Syniverse, a global company that provides technology and business services for a number of telecommunications companies, such as AT&T, T-Mobile, Verizon, Vodafone, and China Mobile, has been hacked. According to a “quiet disclosure” the company made, hackers have been inside its systems for years, affecting more than 200 of its clients and millions of cellphone users worldwide, Vice’s Motherboard reported.
According to a document from September 27 shared wth the U.S. Security and Exchange Commission, an unknown individual or organization obtained unauthorized access to databases within Syniverse’s network on several occasions. As a result, login information allowing access to or from its Electronic Data Transfer (EDT) environment was compromised for approximately 235 of its customers.
A former Syniverse employee who worked on the EDT systems was able to confirm to Motherboard that those systems contain information about all types of call records.

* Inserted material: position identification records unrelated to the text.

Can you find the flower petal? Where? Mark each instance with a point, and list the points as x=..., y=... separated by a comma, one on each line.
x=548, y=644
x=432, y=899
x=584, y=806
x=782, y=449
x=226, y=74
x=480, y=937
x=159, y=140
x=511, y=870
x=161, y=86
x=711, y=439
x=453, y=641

Has Syniverse confirmed the hack? According to Motherboard, the company “repeatedly declined to answer specific questions” regarding the scale of the incident and the nature of breached data. However, according to an undisclosed employee of a telephone carrier, “whoever hacked Synivere could have had access to metadata such as length and cost, caller and receiver’s numbers, the location of the parties in the call, as well as the content of SMS text messages.” In other words, the data that was most likely affected by the hack is ripe with highly sensitive details.
Here’s what Motherboard discovered about Syniverse’s hack, after a conversation with a source who wanted to remain anonymous:
“Syniverse is a common exchange hub for carriers around the world passing billing info back and forth to each other,” the source, who asked to remain anonymous as they were not authorized to talk to the press, told Motherboard. “So it inevitably carries sensitive info like call records, data usage records, text messages, etc. […] The thing is—I don’t know exactly what was being exchanged in that environment. One would have to imagine though it easily could be customer records and [personal identifying information] given that Syniverse exchanges call records and other billing details between carriers.”
More about Syniverse
As already mentioned, Syniverse is a global company providing technology and business services for several telecommunications companies and other multinational enterprises. The company was founded in 1987 as a GTE business unit called GTE Telecommunications Services Inc.
The company’s global headquarters are in Tampa, Florida, U.S., with regional headquarters in Costa Rica, Argentina, Dubai, Luxembourg and Hong Kong [via Wikipedia].
In terms of its purpose, Syniverse provides support services to wireless carriers including AT&T, Verizon, T-Mobile. The company processes more than 740 billion text messages annually, and apparently has connections to at least 300 mobile operators globally.
What did the authorities say?
“The FBI and the FCC did not immediately respond to a request for comment. The Cybersecurity and Infrastructure Agency (CISA) declined to comment. AT&T, T-Mobile, Vodafone, Telefonica, China Mobile, and America Movil did not respond to a request for comment. Verizon declined to comment,” Motherboard said.